Dalam diskusi lebih lanjut tentang ordo orandi, Boethius membagi, dengan merujuk pada Porphyrius dan Aristotelian (peripatetici), tiga tingkat bicara: lebih tepatnya pada dasar wacana  tertulis dan lisan ada pidato mental (oratio mentis) di pemikiran mana yang dilakukan.  Sama seperti kata mental Agustinian, tidak terdiri dari kata-kata dari bahasa nasional apa pun, melainkan dari konsep mental transidiomatik atau bahkan non-linguistik yang, seperti yang diklaim Aristoteles, sama untuk semua orang.
"Semeiotikos" adalah penerjemah tanda. Apa yang ingin kita lakukan sebagai agen untuk klien kita. Karena bagi kami, setiap tanda harus dianggap sebagai komunikasi (tidak lain dari Umberto Eco mendukung kami di sana). Tetapi tidak setiap tanda dianggap sebagai komunikasi yang baik.

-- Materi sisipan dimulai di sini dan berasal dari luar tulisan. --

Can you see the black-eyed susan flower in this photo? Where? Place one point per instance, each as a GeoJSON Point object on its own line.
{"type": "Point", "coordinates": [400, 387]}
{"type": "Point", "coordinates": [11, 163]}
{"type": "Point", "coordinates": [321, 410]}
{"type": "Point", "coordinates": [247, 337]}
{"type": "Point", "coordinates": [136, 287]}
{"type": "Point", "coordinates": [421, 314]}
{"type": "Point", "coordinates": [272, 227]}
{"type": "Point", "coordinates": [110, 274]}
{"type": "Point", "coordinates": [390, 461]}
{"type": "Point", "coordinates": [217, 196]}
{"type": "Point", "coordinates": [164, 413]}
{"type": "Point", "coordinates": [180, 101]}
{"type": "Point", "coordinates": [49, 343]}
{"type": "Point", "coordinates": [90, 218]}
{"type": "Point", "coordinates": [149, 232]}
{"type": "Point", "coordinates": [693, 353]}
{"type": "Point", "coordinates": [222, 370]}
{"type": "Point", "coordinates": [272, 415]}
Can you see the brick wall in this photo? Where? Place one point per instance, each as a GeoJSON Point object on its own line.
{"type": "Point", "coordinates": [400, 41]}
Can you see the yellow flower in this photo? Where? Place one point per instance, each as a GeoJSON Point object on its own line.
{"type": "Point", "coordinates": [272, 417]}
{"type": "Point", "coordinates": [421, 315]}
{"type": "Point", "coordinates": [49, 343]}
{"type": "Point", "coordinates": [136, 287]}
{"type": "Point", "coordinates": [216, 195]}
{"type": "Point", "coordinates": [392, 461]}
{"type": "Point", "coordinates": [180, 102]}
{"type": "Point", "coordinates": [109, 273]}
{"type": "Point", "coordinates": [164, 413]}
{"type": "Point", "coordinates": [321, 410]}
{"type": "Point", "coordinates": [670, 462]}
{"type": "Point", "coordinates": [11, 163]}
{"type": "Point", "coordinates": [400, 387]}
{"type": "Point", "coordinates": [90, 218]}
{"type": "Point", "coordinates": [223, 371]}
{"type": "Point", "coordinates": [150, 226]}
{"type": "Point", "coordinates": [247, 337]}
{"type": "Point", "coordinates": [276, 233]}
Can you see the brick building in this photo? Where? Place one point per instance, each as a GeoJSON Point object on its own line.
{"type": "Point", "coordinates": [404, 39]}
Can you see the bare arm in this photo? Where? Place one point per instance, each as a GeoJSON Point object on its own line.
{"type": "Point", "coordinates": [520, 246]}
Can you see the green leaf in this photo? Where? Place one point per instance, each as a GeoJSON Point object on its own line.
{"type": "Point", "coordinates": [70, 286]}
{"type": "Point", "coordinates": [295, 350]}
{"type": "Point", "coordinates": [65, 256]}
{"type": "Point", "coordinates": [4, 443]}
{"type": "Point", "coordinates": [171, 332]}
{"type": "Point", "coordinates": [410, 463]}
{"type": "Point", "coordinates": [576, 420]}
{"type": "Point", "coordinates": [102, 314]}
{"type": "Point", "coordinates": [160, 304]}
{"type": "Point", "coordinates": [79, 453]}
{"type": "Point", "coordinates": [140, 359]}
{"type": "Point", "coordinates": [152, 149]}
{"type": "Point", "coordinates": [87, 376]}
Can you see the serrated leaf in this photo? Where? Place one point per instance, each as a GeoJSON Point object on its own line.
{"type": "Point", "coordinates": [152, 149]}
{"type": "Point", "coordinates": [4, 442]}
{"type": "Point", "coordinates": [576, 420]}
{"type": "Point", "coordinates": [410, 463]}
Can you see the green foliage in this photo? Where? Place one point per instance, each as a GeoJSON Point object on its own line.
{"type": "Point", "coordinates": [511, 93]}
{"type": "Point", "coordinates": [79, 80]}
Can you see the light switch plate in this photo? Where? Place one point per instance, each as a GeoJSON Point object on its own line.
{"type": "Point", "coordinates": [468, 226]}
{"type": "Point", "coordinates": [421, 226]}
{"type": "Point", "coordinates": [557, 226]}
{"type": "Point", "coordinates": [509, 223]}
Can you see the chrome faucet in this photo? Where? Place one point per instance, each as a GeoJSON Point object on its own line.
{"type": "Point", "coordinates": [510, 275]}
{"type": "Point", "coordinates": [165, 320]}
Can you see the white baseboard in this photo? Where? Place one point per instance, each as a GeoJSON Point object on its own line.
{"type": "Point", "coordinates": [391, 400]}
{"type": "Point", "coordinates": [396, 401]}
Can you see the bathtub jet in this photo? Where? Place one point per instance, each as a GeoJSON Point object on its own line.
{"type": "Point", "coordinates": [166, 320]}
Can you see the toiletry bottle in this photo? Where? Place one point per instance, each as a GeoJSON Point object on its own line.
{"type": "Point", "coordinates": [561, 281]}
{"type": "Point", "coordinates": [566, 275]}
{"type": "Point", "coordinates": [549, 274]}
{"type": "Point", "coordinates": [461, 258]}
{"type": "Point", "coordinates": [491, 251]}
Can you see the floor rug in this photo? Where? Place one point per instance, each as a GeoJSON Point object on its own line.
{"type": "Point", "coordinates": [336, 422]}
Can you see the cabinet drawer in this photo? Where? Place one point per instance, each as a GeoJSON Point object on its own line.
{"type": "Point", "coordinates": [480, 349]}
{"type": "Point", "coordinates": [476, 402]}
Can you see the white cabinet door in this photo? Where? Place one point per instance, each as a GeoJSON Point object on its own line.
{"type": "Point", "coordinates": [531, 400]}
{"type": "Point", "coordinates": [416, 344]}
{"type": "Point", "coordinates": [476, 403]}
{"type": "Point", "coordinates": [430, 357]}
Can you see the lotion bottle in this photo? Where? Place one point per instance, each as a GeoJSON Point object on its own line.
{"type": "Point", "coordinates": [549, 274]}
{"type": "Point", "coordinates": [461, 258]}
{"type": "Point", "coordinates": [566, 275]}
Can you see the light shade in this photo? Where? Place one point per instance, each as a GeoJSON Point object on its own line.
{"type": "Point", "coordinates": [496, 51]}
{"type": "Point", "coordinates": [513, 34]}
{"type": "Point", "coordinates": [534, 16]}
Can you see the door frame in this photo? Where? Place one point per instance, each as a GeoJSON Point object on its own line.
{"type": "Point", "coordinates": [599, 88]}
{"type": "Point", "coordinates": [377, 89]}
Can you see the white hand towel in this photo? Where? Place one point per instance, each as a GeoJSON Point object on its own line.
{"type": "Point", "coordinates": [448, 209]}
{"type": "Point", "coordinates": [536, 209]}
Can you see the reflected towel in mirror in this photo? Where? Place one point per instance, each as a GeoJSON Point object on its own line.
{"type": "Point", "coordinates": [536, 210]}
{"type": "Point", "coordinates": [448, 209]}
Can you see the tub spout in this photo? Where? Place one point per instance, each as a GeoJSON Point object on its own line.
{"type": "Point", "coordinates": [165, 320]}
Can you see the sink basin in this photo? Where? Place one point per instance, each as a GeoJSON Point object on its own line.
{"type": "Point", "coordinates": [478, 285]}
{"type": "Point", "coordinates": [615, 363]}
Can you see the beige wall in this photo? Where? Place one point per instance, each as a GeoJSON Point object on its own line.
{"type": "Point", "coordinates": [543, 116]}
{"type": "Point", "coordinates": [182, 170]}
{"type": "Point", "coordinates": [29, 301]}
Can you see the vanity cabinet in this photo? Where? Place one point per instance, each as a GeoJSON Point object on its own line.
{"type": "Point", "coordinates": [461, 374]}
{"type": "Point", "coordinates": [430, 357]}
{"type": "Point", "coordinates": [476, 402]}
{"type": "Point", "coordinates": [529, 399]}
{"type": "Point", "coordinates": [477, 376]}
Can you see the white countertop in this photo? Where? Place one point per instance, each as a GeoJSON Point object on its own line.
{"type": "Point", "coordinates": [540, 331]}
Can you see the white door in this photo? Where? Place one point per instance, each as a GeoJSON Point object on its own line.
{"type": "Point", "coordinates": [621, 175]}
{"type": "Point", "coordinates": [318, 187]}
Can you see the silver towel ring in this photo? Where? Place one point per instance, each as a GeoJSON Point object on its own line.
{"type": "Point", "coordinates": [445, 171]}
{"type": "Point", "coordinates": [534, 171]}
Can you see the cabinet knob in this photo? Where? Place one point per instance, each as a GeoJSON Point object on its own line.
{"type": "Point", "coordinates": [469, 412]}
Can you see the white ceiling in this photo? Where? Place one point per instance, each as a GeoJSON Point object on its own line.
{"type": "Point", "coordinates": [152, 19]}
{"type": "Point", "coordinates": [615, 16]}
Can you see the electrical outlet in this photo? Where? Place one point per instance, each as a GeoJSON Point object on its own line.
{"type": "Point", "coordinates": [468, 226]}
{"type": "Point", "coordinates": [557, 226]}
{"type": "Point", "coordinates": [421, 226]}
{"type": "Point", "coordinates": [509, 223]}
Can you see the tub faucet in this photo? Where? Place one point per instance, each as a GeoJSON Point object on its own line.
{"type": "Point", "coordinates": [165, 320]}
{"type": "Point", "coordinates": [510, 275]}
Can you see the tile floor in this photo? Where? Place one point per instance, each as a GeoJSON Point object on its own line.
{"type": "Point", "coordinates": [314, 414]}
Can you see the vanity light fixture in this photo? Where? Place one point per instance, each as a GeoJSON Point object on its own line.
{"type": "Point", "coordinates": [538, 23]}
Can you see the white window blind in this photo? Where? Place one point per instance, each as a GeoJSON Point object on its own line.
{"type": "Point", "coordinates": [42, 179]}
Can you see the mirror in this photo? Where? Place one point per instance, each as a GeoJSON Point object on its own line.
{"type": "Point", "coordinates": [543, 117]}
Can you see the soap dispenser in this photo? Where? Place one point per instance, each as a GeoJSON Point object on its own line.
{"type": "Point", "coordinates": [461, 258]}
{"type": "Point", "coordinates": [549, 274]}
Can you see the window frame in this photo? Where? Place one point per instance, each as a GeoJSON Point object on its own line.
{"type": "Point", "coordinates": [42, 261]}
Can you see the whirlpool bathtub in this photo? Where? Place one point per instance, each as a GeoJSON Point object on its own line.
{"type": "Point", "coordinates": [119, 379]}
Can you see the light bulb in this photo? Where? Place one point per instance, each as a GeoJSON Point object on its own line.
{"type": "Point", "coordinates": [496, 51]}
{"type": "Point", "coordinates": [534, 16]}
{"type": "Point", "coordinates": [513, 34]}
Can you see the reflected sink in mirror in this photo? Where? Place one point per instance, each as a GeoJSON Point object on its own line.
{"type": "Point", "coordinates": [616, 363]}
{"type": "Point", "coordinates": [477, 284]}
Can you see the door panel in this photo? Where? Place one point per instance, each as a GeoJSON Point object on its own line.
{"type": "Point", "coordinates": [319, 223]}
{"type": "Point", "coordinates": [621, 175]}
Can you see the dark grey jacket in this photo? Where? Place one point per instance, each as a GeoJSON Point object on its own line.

Komunikasi sebagai ilmu adalah disiplin ilmu terkini. Harold Lasswell, ahli teori komunikasi Amerika, adalah yang pertama meluncurkan model komunikasi pada tahun 1948. Singkatnya, modelnya mengajukan pertanyaan: "siapa bilang saluran mana kepada siapa dengan efek apa? Memang model yang sederhana. Tetapi ada beberapa kelemahannya.... Bagaimana dengan umpan balik? Atau kebisingan, gangguan dengan pesan?